The COVID-19 pandemic has exposed numerous faults in the reporting of mortgage modifications, with “numerous cases of underreported or entirely omitted modification behavior” – the kind of reporting errors that led to problems in the aftermath of the 2008 financial crisis, according to a consumer lending data-analytics firm.

dv01, which provides loan-level consumer lending analytics for the mortgage industry, recently issued a white paper detailing what it called an “outdated reporting structure for mortgages.”

“Throughout the pandemic, we have observed significant irregularities and inconsistencies in reporting across multiple parties involved in the process,” dv01 said. “Despite nearly four months of reporting cycles, there are numerous cases of underreported or entirely omitted modification behavior. Data report quality varies across deals and even between reporting parties within a single deal.”

The study found that common misreporting included instances where no modifications were reported but loan balances increased month over month, as well as discrepancies in the total number of modified loans reported between multiple servicers. The firm also highlighted a deal by “a prominent non-QM issuer” in which it was able to identify 233 loan modifications, while the master servicer reported only 74 and the trustee reported only 41.

“It was these types of reporting errors that created information asymmetries during the [2008 Global Financial Crisis], which led to an increase in price volatility when previously reported numbers were later corrected,” dv01 said.

The firm compared the traditional mortgage space to the world of online lending, where it said misreporting errors are less common.

“In online lending, issuers predominantly service loans in-house and servicing is dedicated solely to the issuer’s loans,” dvo1 said. “As a relatively new asset class, the online lending sector, by its nature, is technology driven – reporting documentation and communication is fully digital – and the data has less intermediaries.
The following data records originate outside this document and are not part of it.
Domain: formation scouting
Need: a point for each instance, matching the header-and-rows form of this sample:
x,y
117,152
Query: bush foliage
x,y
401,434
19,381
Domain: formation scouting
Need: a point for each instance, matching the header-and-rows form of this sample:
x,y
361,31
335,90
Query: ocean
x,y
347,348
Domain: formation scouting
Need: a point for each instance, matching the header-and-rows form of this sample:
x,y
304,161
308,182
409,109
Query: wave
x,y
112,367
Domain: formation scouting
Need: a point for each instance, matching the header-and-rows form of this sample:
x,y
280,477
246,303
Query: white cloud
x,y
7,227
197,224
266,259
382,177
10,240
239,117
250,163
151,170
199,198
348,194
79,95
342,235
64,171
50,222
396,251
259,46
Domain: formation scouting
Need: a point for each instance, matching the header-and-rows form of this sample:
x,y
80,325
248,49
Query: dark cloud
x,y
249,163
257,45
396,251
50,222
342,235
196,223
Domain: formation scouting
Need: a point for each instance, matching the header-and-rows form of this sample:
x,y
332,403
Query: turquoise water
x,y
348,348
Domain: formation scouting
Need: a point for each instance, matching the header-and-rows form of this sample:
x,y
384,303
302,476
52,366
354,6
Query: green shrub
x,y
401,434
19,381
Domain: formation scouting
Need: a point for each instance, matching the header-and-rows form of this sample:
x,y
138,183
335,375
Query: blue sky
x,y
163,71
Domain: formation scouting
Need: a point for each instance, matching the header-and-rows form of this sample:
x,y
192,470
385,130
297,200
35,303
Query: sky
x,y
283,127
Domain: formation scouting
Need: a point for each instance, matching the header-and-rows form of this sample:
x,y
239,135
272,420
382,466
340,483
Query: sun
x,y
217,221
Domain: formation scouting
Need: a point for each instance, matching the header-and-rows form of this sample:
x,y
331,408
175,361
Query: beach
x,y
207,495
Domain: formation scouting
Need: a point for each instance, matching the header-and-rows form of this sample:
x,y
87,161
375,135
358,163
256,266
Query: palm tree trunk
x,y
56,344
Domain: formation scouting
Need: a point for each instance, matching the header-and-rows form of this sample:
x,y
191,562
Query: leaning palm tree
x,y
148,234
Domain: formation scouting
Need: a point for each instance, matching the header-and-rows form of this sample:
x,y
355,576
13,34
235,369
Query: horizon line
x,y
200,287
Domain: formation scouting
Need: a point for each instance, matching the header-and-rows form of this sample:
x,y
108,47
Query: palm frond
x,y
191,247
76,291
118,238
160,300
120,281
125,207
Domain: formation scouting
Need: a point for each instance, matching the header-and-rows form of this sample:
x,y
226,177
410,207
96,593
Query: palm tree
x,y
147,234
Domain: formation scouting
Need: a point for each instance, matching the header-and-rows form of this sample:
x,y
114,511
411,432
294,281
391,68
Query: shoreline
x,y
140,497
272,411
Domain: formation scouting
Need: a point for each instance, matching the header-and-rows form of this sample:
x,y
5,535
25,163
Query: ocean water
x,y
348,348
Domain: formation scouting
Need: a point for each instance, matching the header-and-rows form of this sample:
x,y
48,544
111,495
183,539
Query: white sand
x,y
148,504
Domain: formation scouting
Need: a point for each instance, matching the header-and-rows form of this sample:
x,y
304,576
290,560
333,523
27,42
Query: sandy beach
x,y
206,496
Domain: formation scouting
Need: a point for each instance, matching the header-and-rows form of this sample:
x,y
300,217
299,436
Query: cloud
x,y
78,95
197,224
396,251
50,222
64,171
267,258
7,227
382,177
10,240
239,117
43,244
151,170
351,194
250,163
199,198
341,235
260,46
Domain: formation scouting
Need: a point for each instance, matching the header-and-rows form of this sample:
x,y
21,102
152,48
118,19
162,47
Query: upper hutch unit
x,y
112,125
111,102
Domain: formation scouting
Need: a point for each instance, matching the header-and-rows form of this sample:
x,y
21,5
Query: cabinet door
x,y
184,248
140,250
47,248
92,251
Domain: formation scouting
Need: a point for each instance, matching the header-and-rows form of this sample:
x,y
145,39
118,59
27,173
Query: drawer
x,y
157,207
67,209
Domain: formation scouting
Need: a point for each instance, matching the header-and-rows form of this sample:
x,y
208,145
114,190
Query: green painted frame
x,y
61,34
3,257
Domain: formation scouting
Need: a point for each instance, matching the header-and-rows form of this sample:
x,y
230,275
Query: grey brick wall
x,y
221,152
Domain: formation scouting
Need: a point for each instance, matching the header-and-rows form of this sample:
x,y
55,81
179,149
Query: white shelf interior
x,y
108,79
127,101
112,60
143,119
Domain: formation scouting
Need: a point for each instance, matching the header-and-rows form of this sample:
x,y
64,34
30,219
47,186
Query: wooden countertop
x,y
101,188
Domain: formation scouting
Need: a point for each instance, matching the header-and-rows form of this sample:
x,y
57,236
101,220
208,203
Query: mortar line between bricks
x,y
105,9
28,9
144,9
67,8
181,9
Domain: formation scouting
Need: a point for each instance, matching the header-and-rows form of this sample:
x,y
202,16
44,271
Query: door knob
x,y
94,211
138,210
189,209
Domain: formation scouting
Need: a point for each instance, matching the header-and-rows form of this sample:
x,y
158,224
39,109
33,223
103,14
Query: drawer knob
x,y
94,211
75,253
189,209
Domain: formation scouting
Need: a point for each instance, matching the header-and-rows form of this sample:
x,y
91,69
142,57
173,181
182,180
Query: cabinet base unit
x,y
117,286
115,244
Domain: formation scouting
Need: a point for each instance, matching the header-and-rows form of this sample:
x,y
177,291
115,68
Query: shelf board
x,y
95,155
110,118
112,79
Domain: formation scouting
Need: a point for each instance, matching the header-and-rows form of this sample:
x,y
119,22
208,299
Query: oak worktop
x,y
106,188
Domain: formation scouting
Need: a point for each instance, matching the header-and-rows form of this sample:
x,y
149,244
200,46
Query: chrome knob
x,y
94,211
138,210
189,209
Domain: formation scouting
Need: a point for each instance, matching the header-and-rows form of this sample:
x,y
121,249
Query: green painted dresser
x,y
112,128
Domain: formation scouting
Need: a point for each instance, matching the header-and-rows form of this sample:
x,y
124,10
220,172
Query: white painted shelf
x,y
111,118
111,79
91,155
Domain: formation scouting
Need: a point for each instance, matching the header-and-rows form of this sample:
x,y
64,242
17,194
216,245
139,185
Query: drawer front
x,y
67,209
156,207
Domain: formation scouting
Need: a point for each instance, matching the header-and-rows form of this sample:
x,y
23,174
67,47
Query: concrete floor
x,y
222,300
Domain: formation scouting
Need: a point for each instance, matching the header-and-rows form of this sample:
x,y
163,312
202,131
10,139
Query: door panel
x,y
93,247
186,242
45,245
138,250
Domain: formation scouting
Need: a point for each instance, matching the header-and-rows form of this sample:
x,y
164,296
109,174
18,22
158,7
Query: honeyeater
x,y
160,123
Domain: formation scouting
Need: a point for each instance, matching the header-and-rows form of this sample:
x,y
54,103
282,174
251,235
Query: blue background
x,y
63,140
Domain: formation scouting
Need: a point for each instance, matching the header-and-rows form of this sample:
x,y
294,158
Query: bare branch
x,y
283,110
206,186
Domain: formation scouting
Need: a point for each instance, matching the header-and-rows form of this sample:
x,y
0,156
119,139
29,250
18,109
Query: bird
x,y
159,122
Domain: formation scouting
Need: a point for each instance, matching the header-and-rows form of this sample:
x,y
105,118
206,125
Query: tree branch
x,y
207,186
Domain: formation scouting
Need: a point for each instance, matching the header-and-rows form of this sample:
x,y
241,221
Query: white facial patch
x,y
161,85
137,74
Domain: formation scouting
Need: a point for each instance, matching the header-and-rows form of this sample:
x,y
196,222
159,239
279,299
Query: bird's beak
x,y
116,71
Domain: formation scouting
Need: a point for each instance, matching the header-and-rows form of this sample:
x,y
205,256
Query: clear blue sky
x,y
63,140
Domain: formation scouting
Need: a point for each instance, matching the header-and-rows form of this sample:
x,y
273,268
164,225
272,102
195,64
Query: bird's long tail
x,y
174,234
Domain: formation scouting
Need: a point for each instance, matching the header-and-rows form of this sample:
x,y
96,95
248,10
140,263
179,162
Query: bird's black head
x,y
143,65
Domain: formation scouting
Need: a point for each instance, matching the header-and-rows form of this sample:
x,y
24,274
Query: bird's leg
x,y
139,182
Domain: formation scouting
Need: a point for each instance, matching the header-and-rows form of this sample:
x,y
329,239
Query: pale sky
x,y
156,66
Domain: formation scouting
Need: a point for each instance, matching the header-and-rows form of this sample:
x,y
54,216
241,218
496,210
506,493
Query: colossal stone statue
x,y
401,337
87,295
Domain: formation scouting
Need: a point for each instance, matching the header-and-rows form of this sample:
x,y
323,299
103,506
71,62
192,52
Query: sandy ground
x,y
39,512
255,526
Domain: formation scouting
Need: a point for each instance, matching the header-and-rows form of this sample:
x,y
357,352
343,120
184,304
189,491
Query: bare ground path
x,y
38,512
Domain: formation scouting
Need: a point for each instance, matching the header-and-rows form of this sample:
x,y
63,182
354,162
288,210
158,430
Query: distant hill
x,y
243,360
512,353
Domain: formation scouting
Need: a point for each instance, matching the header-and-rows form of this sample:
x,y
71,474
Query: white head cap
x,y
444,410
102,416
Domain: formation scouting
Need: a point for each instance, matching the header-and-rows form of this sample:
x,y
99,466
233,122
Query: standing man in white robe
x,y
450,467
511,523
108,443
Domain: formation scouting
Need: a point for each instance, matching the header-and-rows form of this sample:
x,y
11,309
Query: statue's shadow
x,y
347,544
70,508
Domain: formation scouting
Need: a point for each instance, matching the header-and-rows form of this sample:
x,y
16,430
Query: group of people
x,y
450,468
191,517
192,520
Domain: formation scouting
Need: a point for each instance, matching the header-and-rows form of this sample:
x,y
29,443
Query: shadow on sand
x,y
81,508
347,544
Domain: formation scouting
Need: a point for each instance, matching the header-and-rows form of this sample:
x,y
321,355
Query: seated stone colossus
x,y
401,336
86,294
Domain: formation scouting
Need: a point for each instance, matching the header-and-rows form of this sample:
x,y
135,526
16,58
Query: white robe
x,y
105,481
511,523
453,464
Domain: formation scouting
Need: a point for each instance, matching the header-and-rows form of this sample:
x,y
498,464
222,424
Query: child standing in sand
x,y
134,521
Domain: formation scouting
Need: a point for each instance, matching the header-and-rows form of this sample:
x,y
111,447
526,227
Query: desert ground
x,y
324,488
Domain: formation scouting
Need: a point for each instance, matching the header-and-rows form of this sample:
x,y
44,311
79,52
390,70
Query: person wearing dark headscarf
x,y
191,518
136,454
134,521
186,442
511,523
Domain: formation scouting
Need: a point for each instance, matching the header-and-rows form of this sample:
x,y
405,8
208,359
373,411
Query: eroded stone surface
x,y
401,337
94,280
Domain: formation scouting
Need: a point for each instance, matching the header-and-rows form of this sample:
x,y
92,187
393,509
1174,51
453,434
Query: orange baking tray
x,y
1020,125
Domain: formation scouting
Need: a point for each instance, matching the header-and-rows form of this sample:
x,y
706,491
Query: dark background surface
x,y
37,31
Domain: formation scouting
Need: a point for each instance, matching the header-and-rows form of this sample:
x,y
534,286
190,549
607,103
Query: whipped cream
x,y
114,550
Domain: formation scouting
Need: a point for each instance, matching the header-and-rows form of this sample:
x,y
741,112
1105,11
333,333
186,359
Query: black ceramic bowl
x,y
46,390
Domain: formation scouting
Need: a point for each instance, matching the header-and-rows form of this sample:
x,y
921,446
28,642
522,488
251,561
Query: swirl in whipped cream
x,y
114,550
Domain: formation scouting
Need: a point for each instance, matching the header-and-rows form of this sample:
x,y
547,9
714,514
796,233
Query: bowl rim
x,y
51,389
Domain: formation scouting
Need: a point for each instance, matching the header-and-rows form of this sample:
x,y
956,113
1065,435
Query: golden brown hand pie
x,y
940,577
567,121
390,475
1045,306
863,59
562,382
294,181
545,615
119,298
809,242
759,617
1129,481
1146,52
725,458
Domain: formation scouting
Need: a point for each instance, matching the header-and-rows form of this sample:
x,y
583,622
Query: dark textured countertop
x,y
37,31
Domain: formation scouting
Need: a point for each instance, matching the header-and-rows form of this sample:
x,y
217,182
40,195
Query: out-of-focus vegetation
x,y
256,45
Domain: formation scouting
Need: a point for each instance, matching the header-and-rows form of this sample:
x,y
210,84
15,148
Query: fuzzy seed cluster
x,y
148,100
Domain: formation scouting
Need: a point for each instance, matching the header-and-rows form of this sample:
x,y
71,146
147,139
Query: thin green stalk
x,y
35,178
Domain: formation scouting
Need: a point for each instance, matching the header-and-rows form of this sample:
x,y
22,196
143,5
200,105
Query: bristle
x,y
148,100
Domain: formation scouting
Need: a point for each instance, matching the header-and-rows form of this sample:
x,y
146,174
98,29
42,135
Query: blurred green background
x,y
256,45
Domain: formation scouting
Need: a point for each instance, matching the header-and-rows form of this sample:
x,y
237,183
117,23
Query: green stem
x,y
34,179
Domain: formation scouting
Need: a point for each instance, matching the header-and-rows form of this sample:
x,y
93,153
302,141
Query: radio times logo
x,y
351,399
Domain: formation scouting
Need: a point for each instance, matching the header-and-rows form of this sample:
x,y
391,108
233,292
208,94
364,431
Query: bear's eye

“… The relationships and chain of reporting is very different in the mortgage world,” the firm said. “Issuers and servicers are entirely different entities, so the relationships are not always clearly aligned in terms of investor transparency. Furthermore, servicers are tasked with loan portfolios from a multitude of issuers and loan types, from agencies to non-QM to RPL. Issuers therefore have less ability to direct servicing reporting standards. Additionally, there can be multiple servicers per securitization, each with a different approach to reporting and capturing modifications.”

Because there are so many links in these communication chains, there are more opportunities for error, dv01 said.

“To date, we have not observed these communication chains yield cleansed, validated, consistent, and standardized reporting for investors and stakeholders,” the firm said. “Even more concerning, most of these entities have been reporting or underreporting modifications for over a decade because they were so prominent in non-agency securitizations after the GFC.”

The firm pushed for a more streamlined mortgage-modification reporting system.

“The current mortgage reporting architecture is fragmented, outdated, and inefficient, and COVID-19 is further exposing the faulty reporting system,” dv01 said. “In order for investors to gain confidence in the health of the mortgage market and the broader economy, the industry needs a more modern and innovative approach to how we report modifications. To accomplish this, we need alignment, advocacy, and accountability across all industry participants, and an entity overseeing and coordinating these efforts in every securitization.”